Jennifer Jones (March 2, 1919 – December 17, 2009) was an American Oscar-winning actress during the Hollywood golden years. Jones was nominated for five Academy Awards, winning one for her role as Bernadette Soubirous in “The Song of Bernadette” (1943). She married three times, most notably to film producer David O. Selznick. Jennifer Jones starred in more than twenty films over a thirty-year career, going into semi-retirement following Selznick’s death in 1965. In later life, Jones withdrew from public life to live in quiet retirement with her son and his family in Malibu, California. She granted no interviews and rarely appeared in public. Jennifer Jones died of natural causes on Thursday, December 17, 2009, aged 90. She was cremated at the Forest Lawn Memorial Park in Glendale, California.
Peggy Ann Garner was born February 3, 1932 in Canton, Ohio to English-born attorney William H. Garner, who served as a U.S. Army officer during World War II and his wife Virginia. With their marriage failing, the strong willed Virginia moved to Hollywood with her daughter Peggy Ann. There Garner made her first film appearance (uncredited) at the age of six in “Little Miss Thoroughbred” (1938). Over the next few years Garner appeared in several more films, including “Jane Eyre” (1943) and “The Keys of the Kingdom” (1944). In 1945 she showed she could also handle comedy by giving a fine performance in “Junior Miss”. Peggy Ann Garner reached the height of her success at the age of thirteen in “A Tree Grows in Brooklyn” (1945), winning an Academy Juvenile Award largely for this performance. Bob Hope presented Garner her Oscar on March 7, 1946 at the 18th Academy Awards held at the Grauman’s Chinese Theater in Hollywood.
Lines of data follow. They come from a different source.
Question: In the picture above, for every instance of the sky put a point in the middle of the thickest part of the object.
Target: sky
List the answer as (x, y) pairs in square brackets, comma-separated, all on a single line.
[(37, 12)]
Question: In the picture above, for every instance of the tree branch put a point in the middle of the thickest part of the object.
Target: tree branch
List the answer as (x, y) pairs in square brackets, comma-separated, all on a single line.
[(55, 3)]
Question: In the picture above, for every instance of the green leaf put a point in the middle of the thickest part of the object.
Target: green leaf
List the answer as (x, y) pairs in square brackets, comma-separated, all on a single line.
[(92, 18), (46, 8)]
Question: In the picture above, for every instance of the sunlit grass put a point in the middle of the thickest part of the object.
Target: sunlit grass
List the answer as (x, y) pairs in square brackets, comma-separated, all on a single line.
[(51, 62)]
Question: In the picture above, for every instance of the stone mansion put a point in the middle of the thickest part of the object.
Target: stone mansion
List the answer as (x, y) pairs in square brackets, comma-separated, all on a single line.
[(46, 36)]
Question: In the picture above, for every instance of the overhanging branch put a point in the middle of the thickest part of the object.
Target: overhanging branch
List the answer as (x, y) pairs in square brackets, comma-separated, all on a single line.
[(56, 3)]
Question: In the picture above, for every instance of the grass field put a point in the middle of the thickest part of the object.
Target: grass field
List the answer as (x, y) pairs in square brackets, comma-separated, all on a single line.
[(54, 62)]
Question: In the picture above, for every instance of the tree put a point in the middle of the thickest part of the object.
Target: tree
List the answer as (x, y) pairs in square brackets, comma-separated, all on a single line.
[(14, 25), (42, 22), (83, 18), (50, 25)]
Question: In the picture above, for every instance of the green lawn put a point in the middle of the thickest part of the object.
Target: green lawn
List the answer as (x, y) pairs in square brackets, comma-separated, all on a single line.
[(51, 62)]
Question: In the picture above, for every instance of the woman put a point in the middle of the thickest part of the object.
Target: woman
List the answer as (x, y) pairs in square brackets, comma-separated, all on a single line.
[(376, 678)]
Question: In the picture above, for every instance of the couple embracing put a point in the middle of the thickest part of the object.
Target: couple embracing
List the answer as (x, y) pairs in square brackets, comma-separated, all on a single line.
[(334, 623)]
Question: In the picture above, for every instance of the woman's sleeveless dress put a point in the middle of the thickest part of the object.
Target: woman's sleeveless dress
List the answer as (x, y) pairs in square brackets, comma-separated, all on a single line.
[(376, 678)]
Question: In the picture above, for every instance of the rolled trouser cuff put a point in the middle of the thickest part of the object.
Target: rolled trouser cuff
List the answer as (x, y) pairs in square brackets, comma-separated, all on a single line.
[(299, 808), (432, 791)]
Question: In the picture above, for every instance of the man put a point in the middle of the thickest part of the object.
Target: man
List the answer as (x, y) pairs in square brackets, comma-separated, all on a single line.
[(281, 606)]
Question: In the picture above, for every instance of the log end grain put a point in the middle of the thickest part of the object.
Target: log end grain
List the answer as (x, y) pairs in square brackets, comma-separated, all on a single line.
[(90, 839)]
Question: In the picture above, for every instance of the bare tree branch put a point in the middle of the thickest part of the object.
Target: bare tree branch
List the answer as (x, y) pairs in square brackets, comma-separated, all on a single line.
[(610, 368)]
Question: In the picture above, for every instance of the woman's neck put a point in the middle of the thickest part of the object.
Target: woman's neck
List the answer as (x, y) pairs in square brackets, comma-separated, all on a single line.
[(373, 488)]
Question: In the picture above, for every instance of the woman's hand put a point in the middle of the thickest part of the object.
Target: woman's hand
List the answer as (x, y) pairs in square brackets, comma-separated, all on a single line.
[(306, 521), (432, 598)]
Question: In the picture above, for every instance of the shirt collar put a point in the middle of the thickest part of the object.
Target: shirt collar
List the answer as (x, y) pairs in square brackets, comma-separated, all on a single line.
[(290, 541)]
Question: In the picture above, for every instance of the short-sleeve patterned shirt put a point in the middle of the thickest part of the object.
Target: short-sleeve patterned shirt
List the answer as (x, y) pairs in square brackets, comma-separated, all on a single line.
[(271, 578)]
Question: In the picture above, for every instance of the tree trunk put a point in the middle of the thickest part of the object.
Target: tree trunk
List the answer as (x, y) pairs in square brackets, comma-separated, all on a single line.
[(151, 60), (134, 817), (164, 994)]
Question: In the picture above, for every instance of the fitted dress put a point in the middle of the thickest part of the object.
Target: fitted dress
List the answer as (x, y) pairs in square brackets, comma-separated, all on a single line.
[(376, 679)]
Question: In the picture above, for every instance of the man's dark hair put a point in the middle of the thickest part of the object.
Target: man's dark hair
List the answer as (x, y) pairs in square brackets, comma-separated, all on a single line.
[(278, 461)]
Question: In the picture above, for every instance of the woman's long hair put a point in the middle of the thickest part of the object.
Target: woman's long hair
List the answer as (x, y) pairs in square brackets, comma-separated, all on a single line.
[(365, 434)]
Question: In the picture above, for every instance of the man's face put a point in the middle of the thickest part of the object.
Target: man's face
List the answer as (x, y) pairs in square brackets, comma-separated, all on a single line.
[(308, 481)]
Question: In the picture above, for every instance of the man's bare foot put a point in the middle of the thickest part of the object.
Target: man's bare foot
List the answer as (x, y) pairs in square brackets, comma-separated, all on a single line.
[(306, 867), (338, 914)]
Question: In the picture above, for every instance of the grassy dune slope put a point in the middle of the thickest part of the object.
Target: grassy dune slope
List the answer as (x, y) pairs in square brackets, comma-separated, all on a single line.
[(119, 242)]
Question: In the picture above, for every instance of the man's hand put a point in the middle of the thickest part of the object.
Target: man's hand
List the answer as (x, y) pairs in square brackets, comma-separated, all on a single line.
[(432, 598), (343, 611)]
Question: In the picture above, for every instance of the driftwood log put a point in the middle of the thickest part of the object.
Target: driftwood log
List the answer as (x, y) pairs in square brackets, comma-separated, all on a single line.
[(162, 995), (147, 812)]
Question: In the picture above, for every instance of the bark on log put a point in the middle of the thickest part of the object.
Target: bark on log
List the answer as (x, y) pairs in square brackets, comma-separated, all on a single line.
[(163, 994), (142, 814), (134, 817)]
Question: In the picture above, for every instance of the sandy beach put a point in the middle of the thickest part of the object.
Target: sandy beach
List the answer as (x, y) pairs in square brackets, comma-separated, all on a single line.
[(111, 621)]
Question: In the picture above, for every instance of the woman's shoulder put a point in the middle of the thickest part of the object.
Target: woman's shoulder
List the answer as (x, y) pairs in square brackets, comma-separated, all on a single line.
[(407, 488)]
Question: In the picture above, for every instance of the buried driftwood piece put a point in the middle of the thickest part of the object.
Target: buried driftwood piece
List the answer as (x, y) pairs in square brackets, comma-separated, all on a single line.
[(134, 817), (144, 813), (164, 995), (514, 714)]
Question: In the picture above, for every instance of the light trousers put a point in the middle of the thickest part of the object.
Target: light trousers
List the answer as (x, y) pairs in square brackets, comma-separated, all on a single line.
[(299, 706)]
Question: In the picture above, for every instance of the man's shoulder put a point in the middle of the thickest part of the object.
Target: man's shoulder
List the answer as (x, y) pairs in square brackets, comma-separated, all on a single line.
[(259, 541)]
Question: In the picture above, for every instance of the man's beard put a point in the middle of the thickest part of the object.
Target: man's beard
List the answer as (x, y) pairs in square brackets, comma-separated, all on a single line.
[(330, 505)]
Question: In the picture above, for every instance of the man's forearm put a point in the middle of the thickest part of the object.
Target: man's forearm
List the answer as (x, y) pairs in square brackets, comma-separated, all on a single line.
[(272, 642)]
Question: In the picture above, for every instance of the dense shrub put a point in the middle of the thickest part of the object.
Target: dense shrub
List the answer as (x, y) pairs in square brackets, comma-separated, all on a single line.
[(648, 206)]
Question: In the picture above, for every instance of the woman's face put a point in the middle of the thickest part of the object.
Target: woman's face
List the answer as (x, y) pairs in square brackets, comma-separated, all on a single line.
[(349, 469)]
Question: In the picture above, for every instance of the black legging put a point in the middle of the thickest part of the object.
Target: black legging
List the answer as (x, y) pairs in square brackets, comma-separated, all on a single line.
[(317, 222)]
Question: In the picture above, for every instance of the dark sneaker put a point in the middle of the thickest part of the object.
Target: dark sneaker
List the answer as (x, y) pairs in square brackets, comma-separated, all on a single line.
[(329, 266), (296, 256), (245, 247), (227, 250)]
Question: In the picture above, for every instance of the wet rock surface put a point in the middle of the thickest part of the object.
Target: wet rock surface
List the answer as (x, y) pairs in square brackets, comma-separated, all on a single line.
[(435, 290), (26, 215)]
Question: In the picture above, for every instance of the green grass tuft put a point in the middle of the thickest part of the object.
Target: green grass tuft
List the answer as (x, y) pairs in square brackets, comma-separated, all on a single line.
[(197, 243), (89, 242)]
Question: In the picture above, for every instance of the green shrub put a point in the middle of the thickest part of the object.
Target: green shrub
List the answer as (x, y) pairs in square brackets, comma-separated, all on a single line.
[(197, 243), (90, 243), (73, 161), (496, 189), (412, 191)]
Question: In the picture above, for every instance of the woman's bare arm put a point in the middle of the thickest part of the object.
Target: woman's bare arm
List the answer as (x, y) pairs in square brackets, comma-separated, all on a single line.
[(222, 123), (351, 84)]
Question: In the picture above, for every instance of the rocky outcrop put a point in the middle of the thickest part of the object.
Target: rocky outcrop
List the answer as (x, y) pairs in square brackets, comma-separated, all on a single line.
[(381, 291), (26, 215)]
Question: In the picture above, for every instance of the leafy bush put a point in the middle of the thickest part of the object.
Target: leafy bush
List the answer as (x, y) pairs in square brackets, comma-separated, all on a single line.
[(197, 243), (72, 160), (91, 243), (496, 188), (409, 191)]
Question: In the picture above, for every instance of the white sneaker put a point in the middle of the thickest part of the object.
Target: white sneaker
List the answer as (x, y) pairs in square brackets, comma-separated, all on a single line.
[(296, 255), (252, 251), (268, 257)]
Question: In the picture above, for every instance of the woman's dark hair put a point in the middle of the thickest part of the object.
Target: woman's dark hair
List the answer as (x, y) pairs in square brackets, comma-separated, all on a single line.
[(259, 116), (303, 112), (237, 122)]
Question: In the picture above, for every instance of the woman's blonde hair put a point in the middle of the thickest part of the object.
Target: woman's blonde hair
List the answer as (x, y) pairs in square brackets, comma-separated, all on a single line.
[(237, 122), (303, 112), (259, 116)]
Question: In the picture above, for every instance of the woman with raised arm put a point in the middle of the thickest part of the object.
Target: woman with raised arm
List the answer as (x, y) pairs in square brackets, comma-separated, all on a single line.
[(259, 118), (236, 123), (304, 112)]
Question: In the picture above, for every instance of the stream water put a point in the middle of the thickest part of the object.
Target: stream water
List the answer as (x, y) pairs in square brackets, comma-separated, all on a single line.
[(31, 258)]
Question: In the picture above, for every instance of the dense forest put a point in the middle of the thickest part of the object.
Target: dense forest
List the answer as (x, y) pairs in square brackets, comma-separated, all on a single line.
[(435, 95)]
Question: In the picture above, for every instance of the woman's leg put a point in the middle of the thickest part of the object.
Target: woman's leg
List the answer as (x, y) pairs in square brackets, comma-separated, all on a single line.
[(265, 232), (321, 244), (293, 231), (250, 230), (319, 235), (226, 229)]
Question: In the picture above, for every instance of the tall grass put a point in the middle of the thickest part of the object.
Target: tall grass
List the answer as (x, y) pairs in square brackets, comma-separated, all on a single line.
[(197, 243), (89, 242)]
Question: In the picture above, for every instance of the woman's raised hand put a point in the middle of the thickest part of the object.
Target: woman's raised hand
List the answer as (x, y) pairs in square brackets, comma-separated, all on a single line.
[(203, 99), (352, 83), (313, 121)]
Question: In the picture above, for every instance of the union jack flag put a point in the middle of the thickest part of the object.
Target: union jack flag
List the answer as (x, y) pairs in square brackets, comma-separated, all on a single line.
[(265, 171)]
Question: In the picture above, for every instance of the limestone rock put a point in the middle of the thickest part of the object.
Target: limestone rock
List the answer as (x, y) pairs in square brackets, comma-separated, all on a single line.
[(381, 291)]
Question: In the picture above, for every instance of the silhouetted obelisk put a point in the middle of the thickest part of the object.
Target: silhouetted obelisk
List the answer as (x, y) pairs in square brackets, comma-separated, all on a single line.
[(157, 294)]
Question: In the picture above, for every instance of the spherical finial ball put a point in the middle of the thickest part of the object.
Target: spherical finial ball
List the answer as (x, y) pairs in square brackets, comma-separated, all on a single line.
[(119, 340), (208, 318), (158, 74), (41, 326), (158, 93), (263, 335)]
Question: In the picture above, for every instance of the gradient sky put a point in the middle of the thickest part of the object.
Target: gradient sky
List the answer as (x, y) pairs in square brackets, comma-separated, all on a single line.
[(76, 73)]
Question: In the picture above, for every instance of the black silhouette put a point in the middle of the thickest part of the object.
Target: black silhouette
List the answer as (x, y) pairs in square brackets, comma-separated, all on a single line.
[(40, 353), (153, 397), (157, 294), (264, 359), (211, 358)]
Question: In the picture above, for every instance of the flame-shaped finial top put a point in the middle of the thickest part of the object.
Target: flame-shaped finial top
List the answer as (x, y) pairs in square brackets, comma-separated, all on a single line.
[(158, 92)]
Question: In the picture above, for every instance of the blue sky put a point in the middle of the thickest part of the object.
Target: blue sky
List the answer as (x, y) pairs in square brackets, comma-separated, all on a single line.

After years of separation and estrangement, her parents were divorced in 1947. Garner, who had a falling out with her mother, went to court to have her father appointed as her guardian. Unable to make a successful transition into adult film roles Garner moved back to New York to study with the Actor’s Studio and try her talents on Broadway. She appeared on stage with Dorothy Gish in “The Man” in 1950, “A Royal Family” in 1951, “Home is the Hero” in 1954, and was in the road company of “Bus Stop” in 1955. Garner received Harvard’s Hasty Pudding Award for Woman of the Year in 1956 given by the Hasty Pudding Theatricals society at Harvard University to performers deemed to have made a “lasting and impressive contribution to the world of entertainment.”
During this time Garner also guest-starred steadily in television roles from the early 1950s through the 1960s. Among her many television roles included appearances in “The Ford Theatre Hour”, “Lux Video Theatre”, “Schlitz Playhouse”, “Robert Montgomery Presents”, “Zane Grey Theater”, “The Man from U.N.C.L.E.”, “Bonanza”, and “The Outer Limits”. Garner was also a regular panelist on the NBC television series, “Who Said That?”, along with H. V. Kaltenborn and Boris Karloff. In 1978, Garner surprised film audiences after a decade away from any feature film when she appeared as the pregnant aunt of the bride ‘Candice Ruteledge’ in the critically acclaimed Robert Altman film, “A Wedding” (1978). Her final screen performance was a small uncredited role in a 1980 made-for-television feature “This Year’s Blonde”.
Peggy Ann Garner was married three times. Her first marriage was to singer/game show host Richard Hayes. They were married on February 22, 1951 and divorced October 13, 1953. Her second marriage was to Albert Salmi on May 16, 1956. Garner and Salmi had one child together, a girl, Catherine Ann Salmi. The couple divorced March 13, 1963. Garner’s final marriage was to Kenyon Foster Brown on August 7, 1964. After a few years, that marriage also ended in divorce in 1968.
Peggy Ann Garner died from pancreatic cancer on October 16, 1984 at the age of 52.